2. Die stärkere "Abnutzung" durch den überörtlichen Verkehr kann einer Verbesserung der Anlage nicht entgegen gehalten werden. Ob eine solche Verbesserung vorliegt, bestimmt sich allein im Vergleich des ursprünglichen Zustands mit dem neuen.

3. Ein Anliegeranteil von 20% ist bei einer Hauptverkehrsstraße nicht zu beanstanden.

4. Hat die Gemeinde Zuschüsse Dritter erhalten, so können die Anlieger nicht geltend machen, da-durch habe sich der Gemeindeanteil faktisch verringert und nicht mehr 80% betragen.


OBERVERWALTUNGSGERICHT DES LANDES SACHSEN-ANHALT BESCHLUSS

Aktenz.: 2 L 517/02

Datum: 22.06.2004

Gründe:

Der Beschluss beruht auf § 124a Abs. 4-6 der Verwaltungsgerichtsordnung i. d. F. d. Bek. v. 19.03.1991 (BGBl I 686) - VwGO -, in der Fassung des Gesetzes vom 20.12.2001 (BGBl I 3987) - VwGO 02 -, sowie auf § 154 Abs. 2 VwGO <Kosten> und auf § 13 Abs. 2 des Gerichtskostengesetzes i. d. F. d. Bek. v. 15.12.1975 (BGBl I 3047) - GKG -, zuletzt geändert durch Gesetz vom 14.03.2003 (BGBl I 345 [349]), <Streitwert>.

1. Die geltend gemachten "ernstlichen Zweifel" i. S. v. § 124 Abs. 2 Nr. 1 VwGO an der Entscheidung des Verwaltungsgerichts liegen nicht vor.

Die Zulassungsschrift macht geltend, dass die ausgebaute Straße, für die von den Anliegern Beiträge erhoben worden sind, durch die "faktische" Nutzung als Bundesfernstraße zur Bundesfernstraße gewidmet worden sei mit der Folge, dass die Beklagte für die Fahrbahn dieser Straße keine Ausbaubeiträge erheben könne.

Mit Recht macht die Zulassungsschrift zwar geltend, die Erhebung von Straßenausbaubeiträgen setze voraus, dass die ausgebaute Verkehrsanlage in der Straßenbaulast der Gemeinde liegt.

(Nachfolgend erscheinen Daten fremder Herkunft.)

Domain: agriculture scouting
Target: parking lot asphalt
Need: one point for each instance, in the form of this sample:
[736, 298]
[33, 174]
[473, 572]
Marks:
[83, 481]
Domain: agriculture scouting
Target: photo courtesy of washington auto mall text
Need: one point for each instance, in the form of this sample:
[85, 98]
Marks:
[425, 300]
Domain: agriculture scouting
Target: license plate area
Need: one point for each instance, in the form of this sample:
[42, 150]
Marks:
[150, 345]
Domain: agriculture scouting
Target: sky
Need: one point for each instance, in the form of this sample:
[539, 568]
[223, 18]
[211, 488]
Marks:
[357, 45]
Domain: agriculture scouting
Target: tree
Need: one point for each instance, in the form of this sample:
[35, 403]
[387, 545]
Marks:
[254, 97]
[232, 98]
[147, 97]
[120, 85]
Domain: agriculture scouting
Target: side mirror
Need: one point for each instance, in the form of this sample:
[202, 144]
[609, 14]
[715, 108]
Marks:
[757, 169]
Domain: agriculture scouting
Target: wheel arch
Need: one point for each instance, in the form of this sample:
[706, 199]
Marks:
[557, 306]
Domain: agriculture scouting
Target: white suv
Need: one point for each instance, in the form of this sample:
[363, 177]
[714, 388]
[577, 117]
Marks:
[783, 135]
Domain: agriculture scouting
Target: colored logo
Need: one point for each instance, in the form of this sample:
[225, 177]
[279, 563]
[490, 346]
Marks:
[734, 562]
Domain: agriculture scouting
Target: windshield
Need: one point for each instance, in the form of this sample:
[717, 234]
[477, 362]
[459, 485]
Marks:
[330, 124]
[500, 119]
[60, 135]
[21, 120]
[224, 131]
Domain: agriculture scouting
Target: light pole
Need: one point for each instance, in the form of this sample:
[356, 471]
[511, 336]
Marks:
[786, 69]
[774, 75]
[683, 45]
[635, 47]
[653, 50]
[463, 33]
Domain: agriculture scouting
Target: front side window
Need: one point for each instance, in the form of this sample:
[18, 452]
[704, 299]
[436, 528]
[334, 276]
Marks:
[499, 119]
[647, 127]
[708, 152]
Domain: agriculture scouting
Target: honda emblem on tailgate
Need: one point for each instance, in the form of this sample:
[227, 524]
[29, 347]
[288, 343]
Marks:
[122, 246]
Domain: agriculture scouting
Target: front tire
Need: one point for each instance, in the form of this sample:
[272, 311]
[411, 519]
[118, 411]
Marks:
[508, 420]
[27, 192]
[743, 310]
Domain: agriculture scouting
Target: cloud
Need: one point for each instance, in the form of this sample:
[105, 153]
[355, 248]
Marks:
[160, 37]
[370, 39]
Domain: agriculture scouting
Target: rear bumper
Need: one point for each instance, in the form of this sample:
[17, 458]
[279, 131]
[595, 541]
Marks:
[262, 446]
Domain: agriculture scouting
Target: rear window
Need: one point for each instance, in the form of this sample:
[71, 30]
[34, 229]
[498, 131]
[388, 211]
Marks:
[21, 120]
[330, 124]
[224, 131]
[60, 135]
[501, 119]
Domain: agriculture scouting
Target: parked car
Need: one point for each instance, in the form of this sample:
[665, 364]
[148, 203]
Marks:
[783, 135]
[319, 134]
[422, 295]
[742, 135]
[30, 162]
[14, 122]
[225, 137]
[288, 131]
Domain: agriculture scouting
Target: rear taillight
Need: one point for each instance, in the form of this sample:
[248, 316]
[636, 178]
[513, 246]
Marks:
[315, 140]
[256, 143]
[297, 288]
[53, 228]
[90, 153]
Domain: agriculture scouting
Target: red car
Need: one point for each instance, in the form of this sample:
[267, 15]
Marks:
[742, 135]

Nach § 6 Abs. 1 Satz 1 FStrG gehen bei einem Wechsel der Straßenbaulast alle Rechte und Pflichten, die mit der Straße im Zusammenhang stehen, auf den neuen Träger der Straßenbaulast über (vgl. BVerwG, Urt. v. 28.08.2003 - BVerwG 4 C 9.02 -, NVwZ-RR 2004, 84). Im Straßenrecht ist jedoch allgemein anerkannt, dass der Wechsel der Straßenbaulast ausschließlich durch Eigentumsübergang erfolgt (Kodal/Krämer, Straßenrecht, 6. Aufl., Kap., 5 RdNr. 36) und nicht durch die tatsächliche Verwendung einer Straße oder durch ihre Beschilderung.

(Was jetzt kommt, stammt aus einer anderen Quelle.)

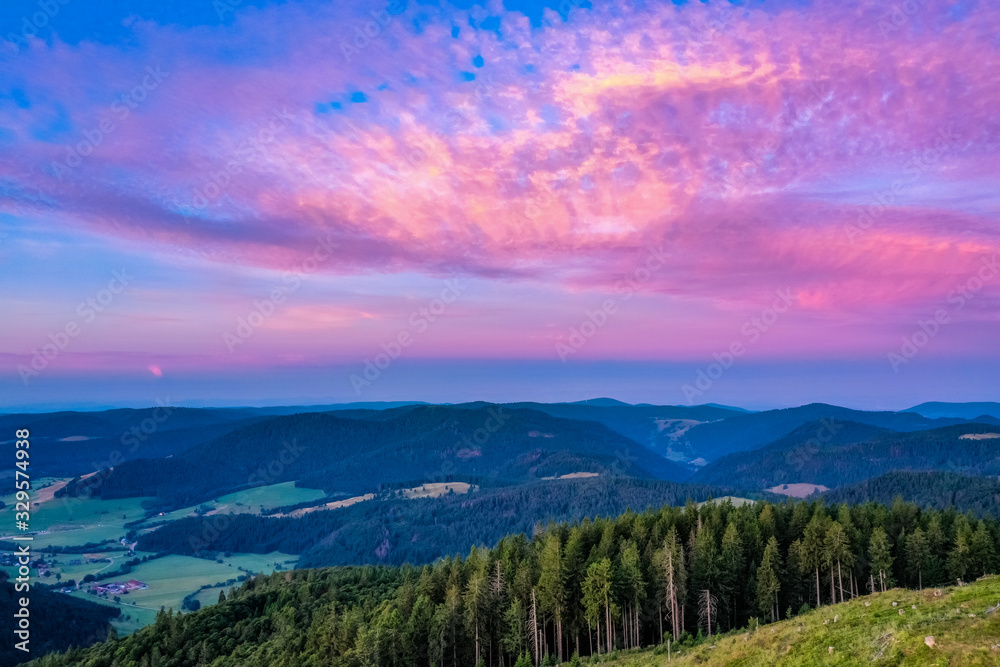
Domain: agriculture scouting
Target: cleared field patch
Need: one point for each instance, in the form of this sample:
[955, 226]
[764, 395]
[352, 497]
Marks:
[78, 521]
[574, 475]
[437, 489]
[801, 490]
[172, 578]
[328, 506]
[250, 501]
[947, 626]
[735, 500]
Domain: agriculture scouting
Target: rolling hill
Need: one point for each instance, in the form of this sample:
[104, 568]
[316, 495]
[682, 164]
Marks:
[405, 446]
[751, 431]
[856, 453]
[938, 490]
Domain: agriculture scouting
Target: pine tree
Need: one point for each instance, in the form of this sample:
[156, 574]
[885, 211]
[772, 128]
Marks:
[731, 566]
[812, 548]
[707, 609]
[769, 579]
[981, 550]
[551, 585]
[960, 557]
[880, 556]
[836, 553]
[634, 590]
[917, 552]
[671, 560]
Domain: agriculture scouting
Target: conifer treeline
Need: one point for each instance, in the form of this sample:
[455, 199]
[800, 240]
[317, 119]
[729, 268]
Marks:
[588, 588]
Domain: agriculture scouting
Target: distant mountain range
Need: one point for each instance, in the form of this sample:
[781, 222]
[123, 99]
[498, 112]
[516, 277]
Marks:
[959, 410]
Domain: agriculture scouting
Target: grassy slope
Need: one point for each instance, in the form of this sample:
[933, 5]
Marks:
[872, 635]
[171, 578]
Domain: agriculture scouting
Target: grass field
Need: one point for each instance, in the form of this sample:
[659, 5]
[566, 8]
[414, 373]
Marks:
[251, 501]
[73, 522]
[962, 621]
[172, 578]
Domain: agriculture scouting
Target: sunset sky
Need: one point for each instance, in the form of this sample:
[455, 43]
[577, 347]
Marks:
[506, 200]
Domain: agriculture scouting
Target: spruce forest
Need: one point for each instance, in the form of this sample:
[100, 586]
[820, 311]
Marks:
[571, 591]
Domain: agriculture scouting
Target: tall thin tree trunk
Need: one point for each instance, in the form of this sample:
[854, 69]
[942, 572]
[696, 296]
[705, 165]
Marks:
[840, 581]
[659, 614]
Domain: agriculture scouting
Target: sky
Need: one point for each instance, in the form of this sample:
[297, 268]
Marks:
[753, 203]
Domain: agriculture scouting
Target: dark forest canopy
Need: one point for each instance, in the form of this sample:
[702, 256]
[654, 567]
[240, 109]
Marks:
[588, 587]
[392, 531]
[838, 453]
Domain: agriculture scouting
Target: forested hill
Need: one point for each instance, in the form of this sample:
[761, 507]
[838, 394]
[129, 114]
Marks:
[591, 587]
[969, 449]
[938, 490]
[57, 621]
[488, 444]
[751, 431]
[396, 531]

Zutreffend ist das Verwaltungsgericht, welches beim zuständigen Ministerium für Bau und Verkehr Sachsen-Anhalt Auskunft darüber eingeholt hat (Datum vom 13.08.2002), davon ausgegangen, dass die Bundesrepublik Deutschland nicht Trägerin der Straßenbaulast der W-Straße ist. Mit dem Schreiben des Straßenbauamts Magdeburg an die Stadt Schönebeck vom 26.04.2002, das die Klägerseite bereits im erstinstanzlichen Verfahren vorgelegt hat, vermag sie "ernstliche Zweifel" an der Rechtsauffassung des Verwaltungsgerichts nicht zu begründen. Für den Hinweis des für diese Frage gar nicht zuständigen Straßenbauamts Magdeburg, "im Bereich des Abschnitts vom Abzweig "G-Straße" bis Einmündung "A-Straße" sei mit Wirkung vom 01.01.1999 ein öffentlich-rechtlicher Vertrag zur Übertragung der Aufgaben des Baulastträgers der Gemeindestraße an den Baulastträger der Bundesstraße abgeschlossen worden, fehlt es in den Unterlagen an jeglichem Anhaltspunkt. Weder ist ein solcher "öffentlich-rechtlicher Vertrag" dem Verkehrsministerium des Landes Sachsen-Anhalt bekannt, noch hat der Kläger einen solchen Vertrag vorgelegt, noch habt er einen dahingehenden Beweisantrag im erstinstanzlichen Verfahren gestellt.

Auch der Petitionsausschuss des Landtags von Sachsen-Anhalt, an den sich der Kläger offenbar ebenfalls mit seinem Anliegen gewandt hat, geht davon aus, dass es sich bei der W-Straße um eine Gemeindestraße handelt.

Soweit sich die Zulassungsschrift auf die Abnutzung der ausgebauten Straße durch den faktischen Bundesstraßenverkehr beruft, führt dies ebenfalls nicht zur Zulassung der Berufung.

Das Verwaltungsgericht ist hier von einem Verbesserungstatbestand ausgegangen. Insoweit macht die Zulassungsschrift keine "ernstlichen Zweifel" geltend.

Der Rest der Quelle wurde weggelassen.